Brandon (1993) dalam Dalimunthe (2007) mengatakan perencanaan dan pengembangan
pariwisata harus melibatkan masyarakat secara optimal melalui musyawarah dan
mufakat setempat. Bentuk Partisipasi masyarakat meliputi enam kriteria, yakni:
1. Melibatkan
masyarakat setempat dan pihak-pihak terkait lain dalam proses perencanaan dan
pengembangan ekowisata.
2. Membuka
kesempatan dan mengoptimalkan peluang bagi masyarakat untuk mendapat keuntungan
dan berperan aktif dalam kegiatan ekowisata.
3. Membangun
hubungan kemitraan dengan masyarakat setempat untuk melakukan pengawasan dan
pencegahan terhadap dampak negatif yang ditimbulkan.
4. Meningkatkan
keterampilan masyarakat setempat dalam bidang-bidang yang berkaitan dan
menunjang pengembangan ekowisata.
5. Mengutamakan
peningkatan ekonomi lokal dan menekan tingkat pendapatan (leakage) serendah-rendahnya, dan
6. Meningkatkan
pendapatan masyarakat.
Secara umum partisipasi dapat dimaknai
sebagai hak warga masyarakat untuk terlibat dalam proses pengambilan keputusan
pada setiap tahapan pembangunan, mulai dari perencanaan, pelaksanaan,
pengawasan, dan pelestarian.
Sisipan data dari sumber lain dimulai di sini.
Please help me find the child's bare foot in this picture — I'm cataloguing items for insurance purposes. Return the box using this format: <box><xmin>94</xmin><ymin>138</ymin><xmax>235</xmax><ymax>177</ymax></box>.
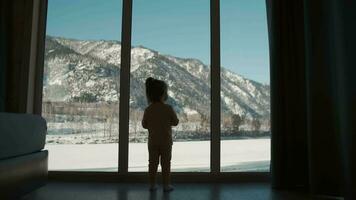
<box><xmin>163</xmin><ymin>185</ymin><xmax>174</xmax><ymax>192</ymax></box>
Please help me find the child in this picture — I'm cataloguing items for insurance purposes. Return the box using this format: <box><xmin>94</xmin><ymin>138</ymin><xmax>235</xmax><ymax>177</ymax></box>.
<box><xmin>142</xmin><ymin>77</ymin><xmax>179</xmax><ymax>192</ymax></box>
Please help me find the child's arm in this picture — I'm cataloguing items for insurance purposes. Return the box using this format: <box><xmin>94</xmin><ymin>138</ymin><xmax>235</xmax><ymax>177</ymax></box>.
<box><xmin>169</xmin><ymin>106</ymin><xmax>179</xmax><ymax>126</ymax></box>
<box><xmin>142</xmin><ymin>110</ymin><xmax>147</xmax><ymax>129</ymax></box>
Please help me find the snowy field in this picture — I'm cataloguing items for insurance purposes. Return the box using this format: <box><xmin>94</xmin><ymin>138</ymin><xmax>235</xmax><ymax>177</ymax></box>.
<box><xmin>45</xmin><ymin>139</ymin><xmax>270</xmax><ymax>172</ymax></box>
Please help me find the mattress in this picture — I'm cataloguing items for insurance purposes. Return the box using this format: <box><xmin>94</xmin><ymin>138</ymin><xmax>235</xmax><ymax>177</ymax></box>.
<box><xmin>0</xmin><ymin>113</ymin><xmax>47</xmax><ymax>160</ymax></box>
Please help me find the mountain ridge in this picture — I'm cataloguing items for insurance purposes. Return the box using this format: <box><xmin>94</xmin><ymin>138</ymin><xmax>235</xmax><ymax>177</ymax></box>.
<box><xmin>44</xmin><ymin>36</ymin><xmax>270</xmax><ymax>118</ymax></box>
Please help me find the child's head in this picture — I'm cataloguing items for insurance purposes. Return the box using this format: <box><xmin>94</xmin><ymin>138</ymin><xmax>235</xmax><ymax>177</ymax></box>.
<box><xmin>145</xmin><ymin>77</ymin><xmax>168</xmax><ymax>103</ymax></box>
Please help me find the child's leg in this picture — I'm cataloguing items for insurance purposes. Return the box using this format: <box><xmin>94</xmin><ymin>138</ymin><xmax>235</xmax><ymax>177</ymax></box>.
<box><xmin>161</xmin><ymin>146</ymin><xmax>172</xmax><ymax>186</ymax></box>
<box><xmin>148</xmin><ymin>146</ymin><xmax>159</xmax><ymax>187</ymax></box>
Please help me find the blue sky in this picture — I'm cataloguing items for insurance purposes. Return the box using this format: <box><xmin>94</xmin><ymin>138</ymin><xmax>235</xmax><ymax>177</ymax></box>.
<box><xmin>47</xmin><ymin>0</ymin><xmax>269</xmax><ymax>83</ymax></box>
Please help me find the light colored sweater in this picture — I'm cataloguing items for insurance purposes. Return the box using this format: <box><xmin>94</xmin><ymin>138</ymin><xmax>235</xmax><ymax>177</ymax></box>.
<box><xmin>142</xmin><ymin>102</ymin><xmax>179</xmax><ymax>146</ymax></box>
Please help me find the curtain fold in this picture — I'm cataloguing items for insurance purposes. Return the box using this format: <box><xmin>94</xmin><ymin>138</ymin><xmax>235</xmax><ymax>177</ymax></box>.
<box><xmin>266</xmin><ymin>0</ymin><xmax>356</xmax><ymax>199</ymax></box>
<box><xmin>0</xmin><ymin>0</ymin><xmax>47</xmax><ymax>114</ymax></box>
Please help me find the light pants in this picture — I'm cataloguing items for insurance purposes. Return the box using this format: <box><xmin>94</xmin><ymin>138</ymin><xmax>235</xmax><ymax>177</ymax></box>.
<box><xmin>148</xmin><ymin>145</ymin><xmax>172</xmax><ymax>185</ymax></box>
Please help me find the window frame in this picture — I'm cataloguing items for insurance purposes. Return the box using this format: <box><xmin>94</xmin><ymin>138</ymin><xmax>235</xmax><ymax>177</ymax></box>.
<box><xmin>32</xmin><ymin>0</ymin><xmax>271</xmax><ymax>182</ymax></box>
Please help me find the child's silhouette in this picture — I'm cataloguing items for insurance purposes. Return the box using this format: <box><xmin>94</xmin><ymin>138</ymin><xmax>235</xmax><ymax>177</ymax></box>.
<box><xmin>142</xmin><ymin>77</ymin><xmax>179</xmax><ymax>191</ymax></box>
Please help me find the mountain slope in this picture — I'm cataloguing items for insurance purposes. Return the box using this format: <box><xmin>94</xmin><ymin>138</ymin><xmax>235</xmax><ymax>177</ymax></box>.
<box><xmin>44</xmin><ymin>36</ymin><xmax>270</xmax><ymax>118</ymax></box>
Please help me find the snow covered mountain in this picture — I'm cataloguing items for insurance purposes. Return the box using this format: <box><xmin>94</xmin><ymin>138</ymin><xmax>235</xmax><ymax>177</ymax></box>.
<box><xmin>43</xmin><ymin>36</ymin><xmax>270</xmax><ymax>118</ymax></box>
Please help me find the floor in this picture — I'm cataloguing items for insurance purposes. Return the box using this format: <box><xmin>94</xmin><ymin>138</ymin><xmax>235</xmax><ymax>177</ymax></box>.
<box><xmin>23</xmin><ymin>182</ymin><xmax>334</xmax><ymax>200</ymax></box>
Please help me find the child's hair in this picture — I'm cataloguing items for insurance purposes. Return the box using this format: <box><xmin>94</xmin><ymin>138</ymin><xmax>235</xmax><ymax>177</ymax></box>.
<box><xmin>145</xmin><ymin>77</ymin><xmax>168</xmax><ymax>103</ymax></box>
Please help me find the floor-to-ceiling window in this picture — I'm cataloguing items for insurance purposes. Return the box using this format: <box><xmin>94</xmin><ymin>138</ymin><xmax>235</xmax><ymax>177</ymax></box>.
<box><xmin>42</xmin><ymin>0</ymin><xmax>122</xmax><ymax>171</ymax></box>
<box><xmin>129</xmin><ymin>0</ymin><xmax>210</xmax><ymax>172</ymax></box>
<box><xmin>220</xmin><ymin>0</ymin><xmax>270</xmax><ymax>172</ymax></box>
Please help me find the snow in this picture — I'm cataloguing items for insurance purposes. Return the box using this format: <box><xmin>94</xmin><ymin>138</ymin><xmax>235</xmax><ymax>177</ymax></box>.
<box><xmin>45</xmin><ymin>139</ymin><xmax>270</xmax><ymax>172</ymax></box>
<box><xmin>183</xmin><ymin>107</ymin><xmax>199</xmax><ymax>115</ymax></box>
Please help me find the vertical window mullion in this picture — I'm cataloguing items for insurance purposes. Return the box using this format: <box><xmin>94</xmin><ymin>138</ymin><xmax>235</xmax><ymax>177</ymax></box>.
<box><xmin>210</xmin><ymin>0</ymin><xmax>220</xmax><ymax>174</ymax></box>
<box><xmin>119</xmin><ymin>0</ymin><xmax>132</xmax><ymax>174</ymax></box>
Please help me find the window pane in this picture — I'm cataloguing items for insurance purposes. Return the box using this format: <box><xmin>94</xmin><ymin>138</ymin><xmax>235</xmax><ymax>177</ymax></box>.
<box><xmin>129</xmin><ymin>0</ymin><xmax>210</xmax><ymax>171</ymax></box>
<box><xmin>221</xmin><ymin>0</ymin><xmax>270</xmax><ymax>172</ymax></box>
<box><xmin>42</xmin><ymin>0</ymin><xmax>122</xmax><ymax>171</ymax></box>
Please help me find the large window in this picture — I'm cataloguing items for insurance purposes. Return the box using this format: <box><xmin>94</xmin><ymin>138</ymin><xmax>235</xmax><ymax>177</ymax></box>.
<box><xmin>42</xmin><ymin>0</ymin><xmax>122</xmax><ymax>171</ymax></box>
<box><xmin>129</xmin><ymin>0</ymin><xmax>210</xmax><ymax>172</ymax></box>
<box><xmin>42</xmin><ymin>0</ymin><xmax>270</xmax><ymax>173</ymax></box>
<box><xmin>221</xmin><ymin>0</ymin><xmax>270</xmax><ymax>172</ymax></box>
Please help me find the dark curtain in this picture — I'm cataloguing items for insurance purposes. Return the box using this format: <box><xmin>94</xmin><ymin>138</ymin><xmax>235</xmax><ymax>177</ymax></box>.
<box><xmin>0</xmin><ymin>0</ymin><xmax>46</xmax><ymax>113</ymax></box>
<box><xmin>266</xmin><ymin>0</ymin><xmax>356</xmax><ymax>196</ymax></box>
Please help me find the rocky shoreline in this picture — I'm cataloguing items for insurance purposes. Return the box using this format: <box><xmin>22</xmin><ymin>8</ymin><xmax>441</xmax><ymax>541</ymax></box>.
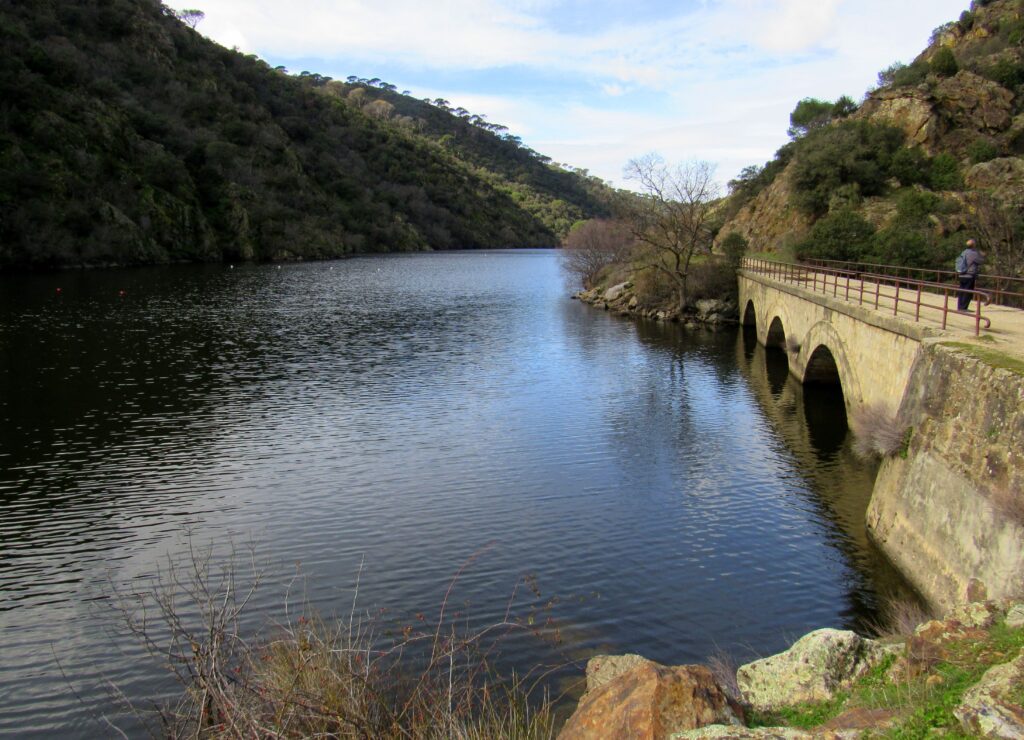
<box><xmin>559</xmin><ymin>600</ymin><xmax>1024</xmax><ymax>740</ymax></box>
<box><xmin>572</xmin><ymin>281</ymin><xmax>739</xmax><ymax>327</ymax></box>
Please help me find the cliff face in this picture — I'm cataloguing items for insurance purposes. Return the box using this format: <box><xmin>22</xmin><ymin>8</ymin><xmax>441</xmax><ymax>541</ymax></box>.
<box><xmin>720</xmin><ymin>0</ymin><xmax>1024</xmax><ymax>260</ymax></box>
Masyarakat bukanlah sekadar penerima manfaat atau
objek belaka, melainkan sebagai subjek pembangunan. Hal ini
menandakan bahwa ada atau tidaknya partisipasi dari masyarakat merupakan salah
satu kunci penting dari suatu keberhasilan program pengembangan wisata di suatu
kawasan. Dalam penerapannya partisipasi masyarakat dipengaruhi faktor-faktor
yang dapat mendukung maupun menghambat. Faktor-faktor tersebut meliputi faktor
internal maupun eksternal.
Faktor internal adalah faktor yang mempengaruhi partisipasi masyarakat
berasal dari dalam masyarakat itu sendiri seperti mencakup umur, status warga,
jenis kelamin, status pekerjaan, tingkat pendidikan atau tingkat pengetahuan,
agama, budaya dll. sedangkan faktor eksternal adalah faktor yang mempengaruhi
partisipasi masyarakat berasal dari luar kendali masyarakat itu sendiri,
seperti mencakup kondisi lingkungan sosial dan masyarakat, kondisi cuaca,
peraturan, perizinan, finansial, keterlibatan stakeholder (pemerintah daerah, pengurus kelurahan (RT/RW), tokoh
masyarakat dan fasilitator) dll.
Selain faktor internal dan eksternal adapula faktor penghambat dan
pendukung. Terkait faktor penghambat dan
pendukung sendiri mencakup faktor internal dan faktor ekternal itu sendiri yang
mampu memberikan masyarakat berupa dorongan atau sebaliknya untuk berpartisipasi
masyarakat. Menurut, Tosun
(2000) hambatan partisipasi mayarakat dibagi kedalam tiga bagian: (1) hambatan operational seperti, keengganan pemegang
saham terhadap berbagi kekuasaan, sentralisasi administrasi publik, dan
kurangnya informasi. (2) Tipe hambatan structural
yaitu: Dominasi Elite, Kurangnya sumber daya keuangan, Sikap profesional, dan
Kurangnya hukum yang sesuai sistem. (3) Tipe hambatan cultural/budaya yaitu: Terbatasnya kemampuan masyarakat orang
miskin, Apatis, dan rendahnya tingkat kesadaran di komunitas lokal.
Melalui
pengembangan Desa Wisata, masyarakat di pedesaan, khususnya pedesaan yang
memiliki potensi daya tarik berupa alam maupun budaya, diberi wawasan mengenai
Kepariwisataan, diberi kemampuan untuk mengambil manfaat dari keberadaan
potensi dan daya tarik desanya. Pariwisata adalah suatu kegiatan yang memiliki
dampak dinamis yang luas dimana berbagai usaha dapat tercipta melalui kegiatan
pariwisata. Komponen utama dalam kegiatan pariwisata adalah daya tarik wisata
yang didukung oleh komponen lainnya, antara lain; transportasi, akomodasi,
restoran, atraksi budaya dan cenderamata. Komponen tersebut menyediakan
fasilitas dan layanan secara langsung dalam memenuhi kebutuhan wisatawan yang
berkunjung ke suatu destinasi pariwisata.
Melalui partsipasi
masyarakat dalam pengembangan desa wisata, secara langsung maupun tidak
langsung dapat berdampak pada peningkatan ekonomi di wilayah pengembangan desa
wisata itu sendiri. Dampak positif yang muncul dari adanya dampak ekonomi dapat
bersifat langsung (direct). Selain dampak positif langsung yang muncul, ada
dampak lain yang akan timbul, seperti dampak tidak langsung (indirect impact).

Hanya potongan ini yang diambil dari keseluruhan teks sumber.